Click the little [ Arctos user ] link
to grant the bot access to a collection
@dustymc there is currently only 1 bot that we can select from....
too new
Yup, bots are paranoid, I have to get the big password out to make them. Tonight...
No more issues because generated columns are awesome, next release will include a unique index on protocol-stripped media URIs, morphosource_media_bot will use it to avoid making messes.
The pair of bots working together sort of accidentally uncovered something that might need more investigation. There's a loan, https://arctos-test.tacc.utexas.edu/guid/MVZ:Herp:111742 was shipped to 'straya 8 years ago, a morphosource record was created, then - ??? Specimens sold on ebay? There are amazing images on floppy disks in some grad student desk?? Who knows, but there's no media in MS so the record ends up with a link and without media which was unexpected and caught my attention. @atrox10
Nuked data: temp_morphosource_malformed.csv.zip
@dustymc how often do these bots run? I just loaded some MorphoSource records this morning and want to know when I can double check that they've been ingested and the corresponding media created in Arctos (this is the point where I'd make a media bulkloader, but I will hold off and trust the magic...)
If you've got the superpowers, the real answer is...
and you (probably, I hope, usually...) can't break anything by clicking links in there if you don't feel like waiting for the bot.
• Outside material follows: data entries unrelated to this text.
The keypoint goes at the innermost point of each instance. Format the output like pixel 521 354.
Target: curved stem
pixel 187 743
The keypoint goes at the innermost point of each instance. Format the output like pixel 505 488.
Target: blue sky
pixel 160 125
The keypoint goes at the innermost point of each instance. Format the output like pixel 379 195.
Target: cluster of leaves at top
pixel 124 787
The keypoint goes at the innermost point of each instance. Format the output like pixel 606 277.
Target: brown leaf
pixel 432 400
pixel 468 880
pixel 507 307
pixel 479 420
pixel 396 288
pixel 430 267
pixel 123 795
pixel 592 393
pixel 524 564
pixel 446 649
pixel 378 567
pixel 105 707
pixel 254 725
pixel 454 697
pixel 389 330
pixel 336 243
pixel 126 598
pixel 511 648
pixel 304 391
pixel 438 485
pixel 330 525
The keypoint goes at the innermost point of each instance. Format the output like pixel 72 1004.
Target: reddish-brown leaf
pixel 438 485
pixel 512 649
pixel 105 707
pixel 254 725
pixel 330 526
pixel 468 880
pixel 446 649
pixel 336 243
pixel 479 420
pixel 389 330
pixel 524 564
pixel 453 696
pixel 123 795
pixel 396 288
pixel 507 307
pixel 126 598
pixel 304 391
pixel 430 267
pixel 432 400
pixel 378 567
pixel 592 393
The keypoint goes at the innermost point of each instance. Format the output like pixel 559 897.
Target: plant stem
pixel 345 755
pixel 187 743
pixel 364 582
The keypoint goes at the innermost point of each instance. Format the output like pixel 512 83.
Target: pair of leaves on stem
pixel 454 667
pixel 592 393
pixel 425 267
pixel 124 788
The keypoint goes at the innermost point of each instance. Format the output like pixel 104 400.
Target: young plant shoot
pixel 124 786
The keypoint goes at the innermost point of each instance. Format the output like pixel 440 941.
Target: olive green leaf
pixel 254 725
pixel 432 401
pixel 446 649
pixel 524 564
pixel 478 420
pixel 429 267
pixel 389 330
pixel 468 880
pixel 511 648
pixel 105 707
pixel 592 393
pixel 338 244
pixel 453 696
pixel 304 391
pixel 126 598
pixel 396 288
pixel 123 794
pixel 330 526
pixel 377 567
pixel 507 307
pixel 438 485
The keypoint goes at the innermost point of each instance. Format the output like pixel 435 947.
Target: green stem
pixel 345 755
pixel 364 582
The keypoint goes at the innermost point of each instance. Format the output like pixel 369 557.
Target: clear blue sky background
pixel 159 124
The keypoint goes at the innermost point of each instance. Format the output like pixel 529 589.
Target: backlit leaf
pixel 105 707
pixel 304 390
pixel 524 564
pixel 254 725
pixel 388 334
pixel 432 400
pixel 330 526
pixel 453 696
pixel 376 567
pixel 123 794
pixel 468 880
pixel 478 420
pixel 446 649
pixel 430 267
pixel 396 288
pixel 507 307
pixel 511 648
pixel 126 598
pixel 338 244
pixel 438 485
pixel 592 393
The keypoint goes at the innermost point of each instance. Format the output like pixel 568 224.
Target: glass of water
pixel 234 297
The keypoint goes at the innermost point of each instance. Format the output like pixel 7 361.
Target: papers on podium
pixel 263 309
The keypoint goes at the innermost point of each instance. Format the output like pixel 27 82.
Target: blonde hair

Let me know how to find a record if something magic didn't happen.
@dustymc I never edited the task since the bot_morphosource_media runs daily (and that is plenty), however, none of the media posted to MS on 2022-10-05 have been pulled in:
https://arctos.database.museum/guid/UCM:Herp:64759 https://arctos.database.museum/guid/UCM:Herp:67223 https://arctos.database.museum/guid/UCM:Herp:52560 https://arctos.database.museum/guid/UCM:Herp:52515 https://arctos.database.museum/guid/UCM:Herp:48325 https://arctos.database.museum/guid/UCM:Herp:58230 https://arctos.database.museum/guid/UCM:Herp:47446 https://arctos.database.museum/guid/UCM:Herp:41273 https://arctos.database.museum/guid/UCM:Herp:40117 https://arctos.database.museum/guid/UCM:Herp:39997 https://arctos.database.museum/guid/UCM:Herp:39912 https://arctos.database.museum/guid/UCM:Herp:39609 https://arctos.database.museum/guid/UCM:Herp:24616
These should have new 3D meshes alongside the existing CT Tiffs are already created in Arctos (see MS project for corresponding media IDs).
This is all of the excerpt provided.